Last month, voters in Maine picked a split government -- a rarity these days in national politics. Mainers returned a Democratic majority to the state legislature, where they'll get to deal with hard-right Governor Paul LePage, a Tea Party Republican.
How's that going? Not so great.
LePage called off a budget meeting today with the new Democratic leaders because he objects to the video tracker hired to follow him by the Maine Democratic Party. From the Bangor Daily News:
The Republican governor said he won’t meet with Democratic legislative leaders until the cameraman is removed. LePage said that the so-called ‘‘tracker’’ has followed him for months, but that he hasn't made an issue of it and that it didn't bother him until Veterans Day, when he said a private conversation with an elderly veteran in poor health was taped.
"The people of Maine are not props, and I will not allow these special interest groups to use them to score political points," LePage said in a statement.
It's easy to see why someone might find it irritating to be followed around in public by someone with a video campaign, but trackers are very much a fact of modern political life.

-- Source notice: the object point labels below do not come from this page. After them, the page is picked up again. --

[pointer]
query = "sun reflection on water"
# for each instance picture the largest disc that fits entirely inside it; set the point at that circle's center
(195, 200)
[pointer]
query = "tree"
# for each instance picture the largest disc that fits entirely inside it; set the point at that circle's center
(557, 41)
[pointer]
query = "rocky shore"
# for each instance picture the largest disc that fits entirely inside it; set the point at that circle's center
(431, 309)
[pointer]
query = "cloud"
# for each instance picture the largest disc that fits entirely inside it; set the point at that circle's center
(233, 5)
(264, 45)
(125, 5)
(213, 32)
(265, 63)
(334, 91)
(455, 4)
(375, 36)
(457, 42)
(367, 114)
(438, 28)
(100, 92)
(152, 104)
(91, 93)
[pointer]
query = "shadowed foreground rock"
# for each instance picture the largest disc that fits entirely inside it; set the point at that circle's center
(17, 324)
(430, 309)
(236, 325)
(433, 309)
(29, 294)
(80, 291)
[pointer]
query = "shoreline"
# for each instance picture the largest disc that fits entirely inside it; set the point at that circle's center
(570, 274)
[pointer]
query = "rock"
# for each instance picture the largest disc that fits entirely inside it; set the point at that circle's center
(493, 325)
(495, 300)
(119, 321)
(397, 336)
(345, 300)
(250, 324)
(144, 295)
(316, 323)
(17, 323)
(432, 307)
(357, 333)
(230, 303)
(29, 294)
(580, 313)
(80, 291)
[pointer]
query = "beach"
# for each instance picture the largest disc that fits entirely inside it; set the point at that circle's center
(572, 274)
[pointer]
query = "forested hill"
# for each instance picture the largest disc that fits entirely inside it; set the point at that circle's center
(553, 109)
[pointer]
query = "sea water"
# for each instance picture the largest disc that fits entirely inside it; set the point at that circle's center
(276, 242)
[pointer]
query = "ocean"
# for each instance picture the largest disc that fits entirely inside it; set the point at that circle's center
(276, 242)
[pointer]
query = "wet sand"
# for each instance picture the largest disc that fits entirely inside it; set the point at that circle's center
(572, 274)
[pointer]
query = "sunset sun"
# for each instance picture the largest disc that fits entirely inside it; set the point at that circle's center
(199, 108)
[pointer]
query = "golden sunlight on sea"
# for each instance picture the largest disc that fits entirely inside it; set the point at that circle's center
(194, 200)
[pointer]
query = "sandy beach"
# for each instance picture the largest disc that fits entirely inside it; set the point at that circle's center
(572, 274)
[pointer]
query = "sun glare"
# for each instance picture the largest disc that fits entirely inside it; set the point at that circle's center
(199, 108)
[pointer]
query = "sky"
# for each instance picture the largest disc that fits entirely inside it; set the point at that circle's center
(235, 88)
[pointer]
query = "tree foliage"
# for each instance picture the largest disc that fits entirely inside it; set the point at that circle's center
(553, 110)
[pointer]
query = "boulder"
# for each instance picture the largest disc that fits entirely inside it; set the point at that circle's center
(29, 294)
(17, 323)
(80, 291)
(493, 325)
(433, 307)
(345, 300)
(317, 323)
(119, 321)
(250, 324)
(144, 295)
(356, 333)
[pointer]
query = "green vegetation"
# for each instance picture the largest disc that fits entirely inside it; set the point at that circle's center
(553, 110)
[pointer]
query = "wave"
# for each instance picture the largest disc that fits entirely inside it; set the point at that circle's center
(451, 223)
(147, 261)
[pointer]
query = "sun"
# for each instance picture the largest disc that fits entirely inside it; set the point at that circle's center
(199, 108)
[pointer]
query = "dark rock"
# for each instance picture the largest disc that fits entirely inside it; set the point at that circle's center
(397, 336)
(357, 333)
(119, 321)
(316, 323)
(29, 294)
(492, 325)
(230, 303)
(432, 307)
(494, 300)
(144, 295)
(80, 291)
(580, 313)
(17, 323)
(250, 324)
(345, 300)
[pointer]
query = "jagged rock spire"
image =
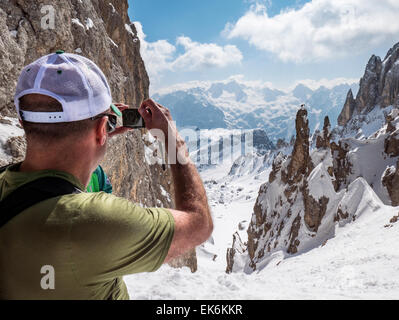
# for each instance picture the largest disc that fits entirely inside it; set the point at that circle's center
(379, 86)
(348, 109)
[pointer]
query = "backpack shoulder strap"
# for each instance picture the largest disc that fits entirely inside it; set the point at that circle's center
(31, 193)
(2, 169)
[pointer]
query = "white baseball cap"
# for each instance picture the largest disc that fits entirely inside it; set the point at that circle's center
(74, 81)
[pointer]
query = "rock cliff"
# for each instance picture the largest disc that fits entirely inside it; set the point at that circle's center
(379, 86)
(324, 185)
(101, 31)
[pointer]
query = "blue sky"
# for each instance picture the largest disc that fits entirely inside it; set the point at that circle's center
(281, 42)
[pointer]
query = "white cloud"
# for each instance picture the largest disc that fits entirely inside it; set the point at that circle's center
(328, 83)
(157, 55)
(320, 30)
(160, 56)
(205, 55)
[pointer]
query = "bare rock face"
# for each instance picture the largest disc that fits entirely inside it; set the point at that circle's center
(101, 31)
(277, 223)
(348, 109)
(390, 180)
(238, 247)
(341, 164)
(379, 86)
(323, 141)
(300, 163)
(369, 89)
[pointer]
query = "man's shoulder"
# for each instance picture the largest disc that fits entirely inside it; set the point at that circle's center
(94, 201)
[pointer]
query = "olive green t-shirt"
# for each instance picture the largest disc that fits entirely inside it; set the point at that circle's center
(90, 240)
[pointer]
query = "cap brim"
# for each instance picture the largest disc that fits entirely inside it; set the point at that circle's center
(116, 110)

The MaineDems channel on YouTube contains surprisingly few videos of LePage.
In the MaineDems video posted above, Republican Senator Susan Collins sets an example for smooth relations with a tracker by telling him, "Make sure you get my good side" and later, "OK, I'll be seeing you on the campaign trail." At the other end of the spectrum, Ohio Senate candidate Josh Mandel got himself headlines he didn't want by getting into an altercation with his tracker in an elevator. Sometimes a tracker reveals much about a politician just by showing up.
UPDATE: If LePage had kept that budget meeting today, he might have talked about $35 million in cuts.